Today, in addition to a Criminal Record search (CPIC and other sources) every police investigation likely includes an online search. A few years back I was going to enlist the aid of a lawyer friend in some volunteer work but first did an online search to see his general interests in volunteering. Although he was one of those folks who stayed away from social media and seldom went online, my quick search of the web provided hundreds of interesting items. When we later spoke he was flabbergasted to learn just how much had been printed about private details of his life (including financial).
My advice to my friends, just stop worrying about this privacy thing. You don’t seem to care much about what Parliament has done over the last few years as hardly anyone besides the Civil Liberty Associations and a few opposition members have raised much more than a little finger of dissent.
If you are still concerned about keeping something private you might wish to build soundproofed ‘safe room’ in your home and have it periodically swept for bugs. The chances of someone picking up on a private discussion will be limited, but then again the Government might wish to know what you are trying to hide in that room. If you do not think that is safe enough, buy a cabin in the bush, cut off all communication and become a hermit. With no contact to the outside world, you might achieve a greater degree of privacy.

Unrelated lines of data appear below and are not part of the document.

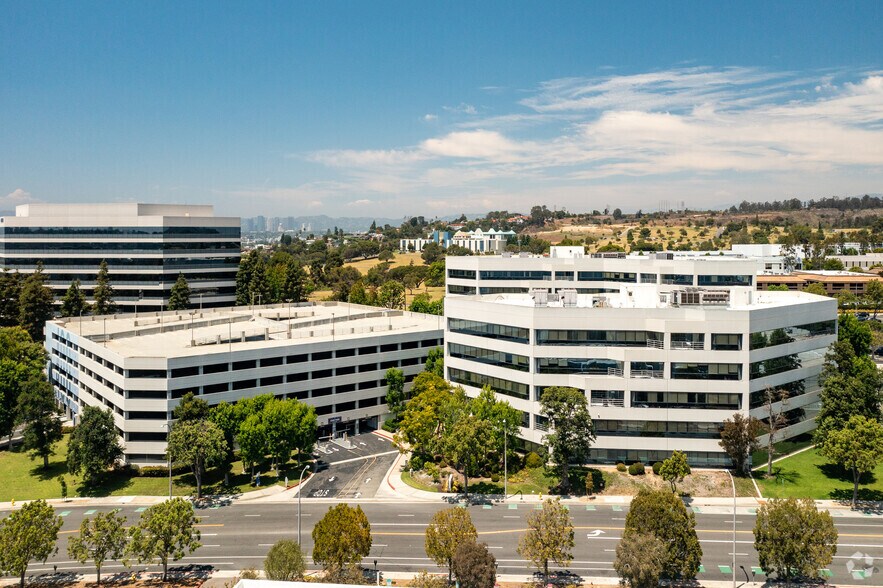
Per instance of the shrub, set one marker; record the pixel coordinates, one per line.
(636, 469)
(533, 460)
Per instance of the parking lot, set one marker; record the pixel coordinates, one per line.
(351, 468)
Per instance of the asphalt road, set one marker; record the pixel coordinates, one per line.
(238, 535)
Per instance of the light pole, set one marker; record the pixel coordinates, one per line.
(734, 526)
(505, 462)
(299, 481)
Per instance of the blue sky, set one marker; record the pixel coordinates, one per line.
(399, 108)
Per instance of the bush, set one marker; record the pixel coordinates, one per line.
(533, 460)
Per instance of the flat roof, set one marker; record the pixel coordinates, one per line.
(188, 333)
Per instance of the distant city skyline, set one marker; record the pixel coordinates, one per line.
(398, 108)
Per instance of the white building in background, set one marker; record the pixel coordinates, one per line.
(661, 364)
(333, 356)
(568, 268)
(146, 246)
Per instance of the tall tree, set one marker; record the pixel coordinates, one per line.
(571, 431)
(10, 292)
(40, 415)
(102, 296)
(857, 447)
(198, 443)
(74, 301)
(447, 529)
(549, 537)
(474, 566)
(101, 539)
(793, 538)
(739, 438)
(94, 445)
(340, 540)
(179, 296)
(395, 392)
(640, 558)
(166, 531)
(35, 304)
(28, 534)
(665, 516)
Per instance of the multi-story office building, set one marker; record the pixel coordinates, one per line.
(332, 356)
(568, 268)
(146, 246)
(662, 367)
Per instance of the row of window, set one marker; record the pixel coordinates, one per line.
(783, 335)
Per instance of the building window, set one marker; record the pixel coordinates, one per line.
(726, 342)
(489, 330)
(573, 365)
(782, 335)
(498, 358)
(498, 385)
(706, 371)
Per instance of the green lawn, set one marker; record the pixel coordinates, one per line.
(808, 475)
(25, 479)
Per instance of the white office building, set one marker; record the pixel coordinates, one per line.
(567, 268)
(146, 246)
(333, 356)
(661, 364)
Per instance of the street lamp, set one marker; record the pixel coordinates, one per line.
(299, 481)
(734, 526)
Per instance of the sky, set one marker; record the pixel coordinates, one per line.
(393, 109)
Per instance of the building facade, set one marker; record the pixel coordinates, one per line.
(662, 368)
(146, 246)
(333, 356)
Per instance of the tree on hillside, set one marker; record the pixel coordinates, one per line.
(857, 447)
(739, 438)
(103, 293)
(94, 445)
(447, 529)
(40, 415)
(101, 539)
(179, 297)
(166, 531)
(675, 469)
(395, 392)
(35, 304)
(341, 540)
(793, 538)
(665, 516)
(571, 431)
(28, 534)
(74, 302)
(197, 443)
(549, 537)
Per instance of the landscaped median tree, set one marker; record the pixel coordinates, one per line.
(675, 469)
(549, 537)
(28, 534)
(197, 443)
(447, 529)
(571, 431)
(664, 515)
(166, 531)
(94, 446)
(340, 541)
(793, 538)
(857, 447)
(101, 539)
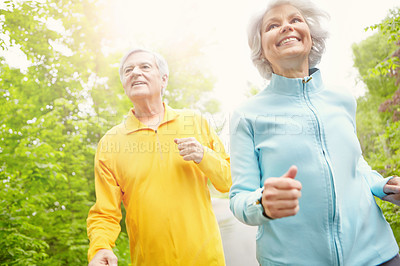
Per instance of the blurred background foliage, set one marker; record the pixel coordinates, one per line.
(55, 107)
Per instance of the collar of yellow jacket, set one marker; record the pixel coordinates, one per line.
(133, 124)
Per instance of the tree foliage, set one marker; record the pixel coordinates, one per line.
(378, 113)
(52, 114)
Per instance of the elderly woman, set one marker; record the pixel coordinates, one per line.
(297, 168)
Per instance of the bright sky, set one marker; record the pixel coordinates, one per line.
(222, 24)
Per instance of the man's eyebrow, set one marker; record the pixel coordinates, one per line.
(139, 64)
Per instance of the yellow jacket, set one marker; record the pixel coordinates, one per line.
(169, 215)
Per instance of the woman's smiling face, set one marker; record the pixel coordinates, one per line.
(285, 36)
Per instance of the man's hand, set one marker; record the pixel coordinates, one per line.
(190, 149)
(281, 195)
(392, 188)
(104, 257)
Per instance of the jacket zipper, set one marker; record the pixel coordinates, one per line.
(158, 144)
(332, 183)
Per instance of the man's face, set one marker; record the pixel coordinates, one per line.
(141, 77)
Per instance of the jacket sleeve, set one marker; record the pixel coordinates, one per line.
(103, 222)
(246, 176)
(375, 181)
(216, 162)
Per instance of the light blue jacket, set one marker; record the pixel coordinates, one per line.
(300, 122)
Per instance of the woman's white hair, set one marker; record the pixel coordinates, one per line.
(312, 15)
(160, 62)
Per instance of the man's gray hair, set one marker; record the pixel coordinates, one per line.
(312, 15)
(160, 62)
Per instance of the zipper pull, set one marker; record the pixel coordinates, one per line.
(306, 79)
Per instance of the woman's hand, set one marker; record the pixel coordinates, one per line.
(281, 195)
(104, 257)
(392, 188)
(190, 149)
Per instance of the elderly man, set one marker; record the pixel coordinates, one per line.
(157, 162)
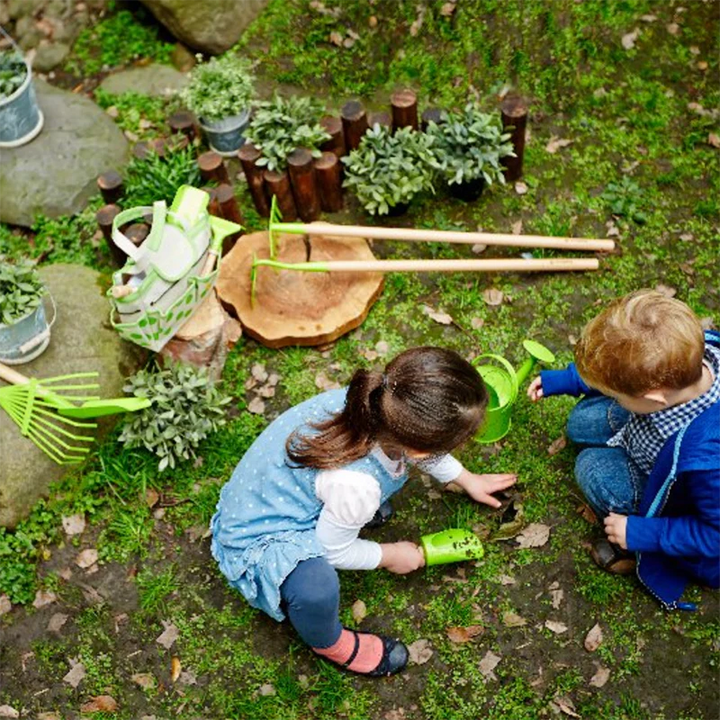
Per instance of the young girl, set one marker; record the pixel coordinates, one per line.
(292, 511)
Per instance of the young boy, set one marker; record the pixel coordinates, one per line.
(650, 425)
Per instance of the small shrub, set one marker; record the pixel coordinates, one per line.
(283, 125)
(390, 169)
(21, 290)
(186, 408)
(220, 88)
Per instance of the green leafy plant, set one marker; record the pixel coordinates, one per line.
(470, 145)
(21, 290)
(156, 177)
(185, 409)
(389, 169)
(220, 88)
(625, 198)
(12, 72)
(281, 125)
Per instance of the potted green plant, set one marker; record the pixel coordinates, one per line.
(282, 125)
(387, 170)
(20, 116)
(470, 145)
(220, 93)
(24, 329)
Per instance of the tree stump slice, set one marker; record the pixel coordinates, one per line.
(298, 308)
(204, 340)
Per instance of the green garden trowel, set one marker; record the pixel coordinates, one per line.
(453, 545)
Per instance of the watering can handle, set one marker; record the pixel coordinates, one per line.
(511, 370)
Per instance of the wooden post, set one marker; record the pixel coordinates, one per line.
(354, 121)
(336, 143)
(514, 119)
(329, 177)
(229, 210)
(183, 122)
(380, 119)
(110, 184)
(249, 155)
(212, 168)
(431, 114)
(105, 216)
(404, 109)
(278, 184)
(301, 169)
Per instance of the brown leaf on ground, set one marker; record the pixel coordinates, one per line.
(100, 703)
(73, 524)
(489, 662)
(359, 611)
(557, 445)
(464, 634)
(86, 558)
(534, 535)
(420, 651)
(594, 638)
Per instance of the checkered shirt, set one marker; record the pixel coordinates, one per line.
(643, 436)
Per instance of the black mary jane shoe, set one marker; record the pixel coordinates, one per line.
(395, 655)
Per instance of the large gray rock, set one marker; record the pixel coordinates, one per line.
(81, 340)
(154, 80)
(211, 26)
(55, 173)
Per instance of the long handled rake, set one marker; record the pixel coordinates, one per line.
(276, 225)
(47, 412)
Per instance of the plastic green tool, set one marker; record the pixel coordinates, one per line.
(453, 545)
(503, 385)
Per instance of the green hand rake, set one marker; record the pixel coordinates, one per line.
(48, 416)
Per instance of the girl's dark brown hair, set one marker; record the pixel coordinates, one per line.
(428, 399)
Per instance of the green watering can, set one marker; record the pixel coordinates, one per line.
(453, 545)
(503, 385)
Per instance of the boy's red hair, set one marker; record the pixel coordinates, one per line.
(641, 342)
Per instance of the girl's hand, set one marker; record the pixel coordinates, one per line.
(616, 529)
(535, 389)
(402, 557)
(482, 487)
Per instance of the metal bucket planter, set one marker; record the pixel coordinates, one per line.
(226, 136)
(26, 338)
(20, 117)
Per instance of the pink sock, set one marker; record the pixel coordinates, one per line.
(368, 656)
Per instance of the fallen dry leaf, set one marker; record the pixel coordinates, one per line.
(594, 638)
(600, 678)
(73, 524)
(493, 296)
(420, 651)
(86, 558)
(557, 445)
(557, 627)
(534, 535)
(101, 703)
(556, 143)
(464, 634)
(359, 611)
(488, 664)
(168, 636)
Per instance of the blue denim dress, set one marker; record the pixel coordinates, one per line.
(266, 516)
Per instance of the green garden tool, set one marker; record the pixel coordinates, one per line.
(503, 385)
(453, 545)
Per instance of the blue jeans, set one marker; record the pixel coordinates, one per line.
(311, 598)
(607, 476)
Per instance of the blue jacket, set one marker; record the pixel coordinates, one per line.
(676, 532)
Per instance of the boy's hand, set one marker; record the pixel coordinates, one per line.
(616, 529)
(482, 487)
(535, 389)
(402, 557)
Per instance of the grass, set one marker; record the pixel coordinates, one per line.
(639, 161)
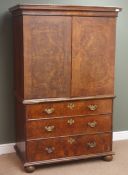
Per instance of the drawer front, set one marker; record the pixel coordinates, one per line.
(68, 126)
(46, 149)
(57, 109)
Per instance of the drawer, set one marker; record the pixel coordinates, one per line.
(56, 109)
(71, 125)
(53, 148)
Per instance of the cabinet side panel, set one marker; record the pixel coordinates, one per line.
(93, 56)
(47, 56)
(20, 129)
(18, 55)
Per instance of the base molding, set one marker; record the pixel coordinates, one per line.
(9, 148)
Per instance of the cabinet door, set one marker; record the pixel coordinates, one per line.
(93, 47)
(47, 56)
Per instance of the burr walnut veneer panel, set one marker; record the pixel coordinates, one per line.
(93, 56)
(47, 47)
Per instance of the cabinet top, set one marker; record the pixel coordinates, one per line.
(28, 9)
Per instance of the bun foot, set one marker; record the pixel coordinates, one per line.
(108, 158)
(29, 169)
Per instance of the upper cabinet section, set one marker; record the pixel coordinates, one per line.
(64, 51)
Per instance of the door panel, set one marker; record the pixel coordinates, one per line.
(47, 51)
(93, 41)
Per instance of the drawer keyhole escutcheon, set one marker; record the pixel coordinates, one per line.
(50, 150)
(49, 128)
(92, 124)
(49, 110)
(91, 144)
(71, 121)
(71, 105)
(71, 140)
(92, 107)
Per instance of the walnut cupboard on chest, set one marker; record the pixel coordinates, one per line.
(64, 82)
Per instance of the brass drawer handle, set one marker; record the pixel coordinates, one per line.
(49, 110)
(91, 144)
(71, 121)
(71, 140)
(92, 107)
(50, 150)
(71, 105)
(49, 128)
(92, 124)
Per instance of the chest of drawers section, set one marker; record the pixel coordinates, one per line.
(66, 130)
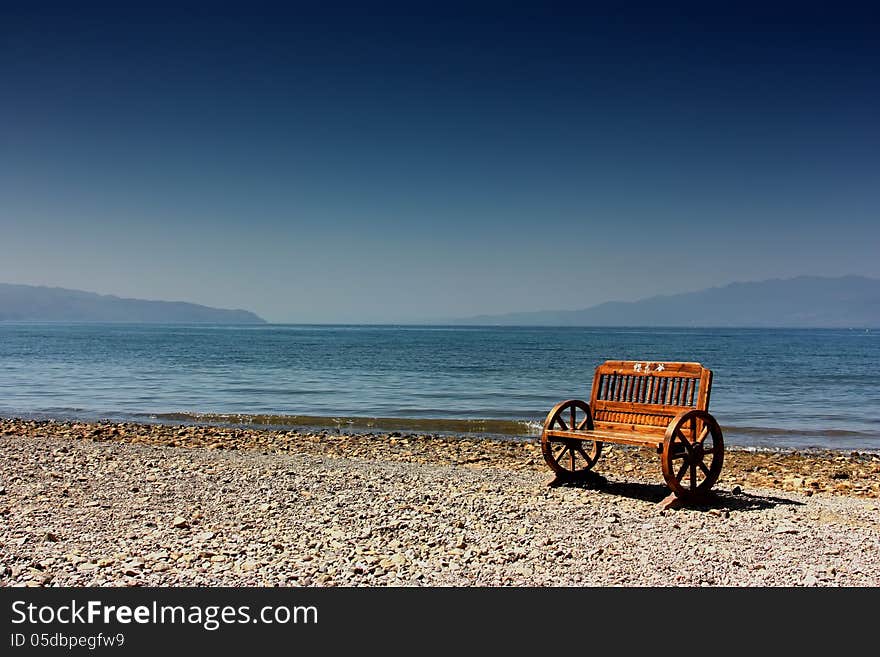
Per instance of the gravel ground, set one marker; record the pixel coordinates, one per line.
(96, 505)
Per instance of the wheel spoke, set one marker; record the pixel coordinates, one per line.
(559, 456)
(684, 441)
(580, 449)
(681, 471)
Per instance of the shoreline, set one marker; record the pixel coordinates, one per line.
(523, 430)
(808, 471)
(125, 504)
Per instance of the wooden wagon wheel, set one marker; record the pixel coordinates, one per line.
(693, 453)
(569, 457)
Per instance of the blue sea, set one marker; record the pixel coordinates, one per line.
(772, 388)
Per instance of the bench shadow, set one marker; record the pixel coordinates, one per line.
(656, 493)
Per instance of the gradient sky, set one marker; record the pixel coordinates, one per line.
(328, 162)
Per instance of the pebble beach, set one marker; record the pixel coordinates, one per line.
(125, 504)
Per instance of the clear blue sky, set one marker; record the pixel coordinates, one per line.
(324, 162)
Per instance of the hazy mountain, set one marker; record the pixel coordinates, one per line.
(31, 303)
(806, 301)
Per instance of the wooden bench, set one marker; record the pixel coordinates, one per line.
(662, 406)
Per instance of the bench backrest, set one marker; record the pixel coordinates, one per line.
(644, 396)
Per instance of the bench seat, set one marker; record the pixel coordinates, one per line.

You can invoke the Rome Convention if that makes you feel better, but don’t count on it. On the other hand, do as I do – write and post to your heart’s content and don’t give it a second thought. The only thing I would suggest is if you are a young person or someone in need of a job or if you are looking for a promotion or wish to enter political office, you had better be circumspect in what you post as it most certainly can come back to haunt you. Other than that, there is really nothing much to worry about unless you are into some nefarious activities, have some unsavoury friends or post something really stupid like a good many otherwise sane folks sometimes do.
Sure, the RCMP or CSIS might one day knock on your door asking about your friends in the Middle East or some other hot spot or, perhaps, why you have communicated with a ‘criminalized’ person (it’s really hard to tell who that might be), but if they do, just tell them you know your rights under the Rome Convention and to take a hike. Might work, but probably won’t.